KURSSTART am 01. September

Verwurzelt erblühen

In diesem Sommer will nicht so recht Ruhe einkehren. Ich bin ständig unterwegs. Habe schöne Unternehmungen. Alle sind so geplant und gewollt. Und irgendwie wußte ich schon vorher, dass meine Zeit bei mir zuhause auf dem Land immer nur ein paar Tage sein wird, bevor ich zum nächsten Vorhaben aufbreche. Wie sollen da Wurzeln entstehen? Wie Bilder vom Verwurzeln und Erblühen? Und tatsächlich, das Erblühen hält sich noch in Grenzen…

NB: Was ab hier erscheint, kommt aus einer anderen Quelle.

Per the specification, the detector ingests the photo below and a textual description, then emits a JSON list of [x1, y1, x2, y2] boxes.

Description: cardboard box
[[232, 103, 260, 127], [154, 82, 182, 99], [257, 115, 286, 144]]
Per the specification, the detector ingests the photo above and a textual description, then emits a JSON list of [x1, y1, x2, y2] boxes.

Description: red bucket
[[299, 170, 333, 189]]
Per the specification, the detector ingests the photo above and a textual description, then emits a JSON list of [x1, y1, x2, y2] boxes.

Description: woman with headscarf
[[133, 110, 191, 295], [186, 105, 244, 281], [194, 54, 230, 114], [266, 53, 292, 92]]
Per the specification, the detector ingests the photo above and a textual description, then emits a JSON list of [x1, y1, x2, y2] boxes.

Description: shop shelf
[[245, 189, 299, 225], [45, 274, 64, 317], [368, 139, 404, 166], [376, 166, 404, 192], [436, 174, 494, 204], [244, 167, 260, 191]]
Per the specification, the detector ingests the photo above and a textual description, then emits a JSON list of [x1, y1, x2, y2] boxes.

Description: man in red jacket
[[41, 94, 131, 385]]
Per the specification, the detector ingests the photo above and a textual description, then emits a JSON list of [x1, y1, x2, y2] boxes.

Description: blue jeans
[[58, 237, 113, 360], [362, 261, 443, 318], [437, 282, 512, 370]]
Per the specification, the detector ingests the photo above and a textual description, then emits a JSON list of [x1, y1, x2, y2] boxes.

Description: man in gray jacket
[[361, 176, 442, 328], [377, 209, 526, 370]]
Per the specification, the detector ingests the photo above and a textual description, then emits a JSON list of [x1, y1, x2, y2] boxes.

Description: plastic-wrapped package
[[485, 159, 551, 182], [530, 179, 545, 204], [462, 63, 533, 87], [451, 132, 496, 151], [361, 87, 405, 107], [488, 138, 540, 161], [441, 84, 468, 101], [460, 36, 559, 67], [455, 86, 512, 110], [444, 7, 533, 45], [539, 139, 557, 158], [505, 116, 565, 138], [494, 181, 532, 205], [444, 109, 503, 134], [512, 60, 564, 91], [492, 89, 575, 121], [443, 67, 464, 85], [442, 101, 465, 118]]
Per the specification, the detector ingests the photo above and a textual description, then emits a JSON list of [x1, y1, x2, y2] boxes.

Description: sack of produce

Und dennoch habe ich Wurzeln gesucht, in den Wäldern immer wieder angeschaut, wenn sie sich oberhalb des Bodens entlang zogen oder wir an einem umgestürzten Baum vorbei kamen. Was für zauberhafte Wesen.

Und recht schnell erkannte ich, dass mich diese kursfreie Zeit auffordert, MEINE Wurzeln tiefer zu verankern, in mir, damit ich Ruhe finde OBWOHL ich unterwegs bin; hier hin und dort hin…
Plötzlich hatte ich das Bild von Wurzeln, die in einem strömenden Fluß stehen und mit allen Mitteln den Grund des Flusses finden müssen, sich dort tiefer verwurzeln müssen, um dem Fließen „dort oben“ nicht ausgeliefert zu sein.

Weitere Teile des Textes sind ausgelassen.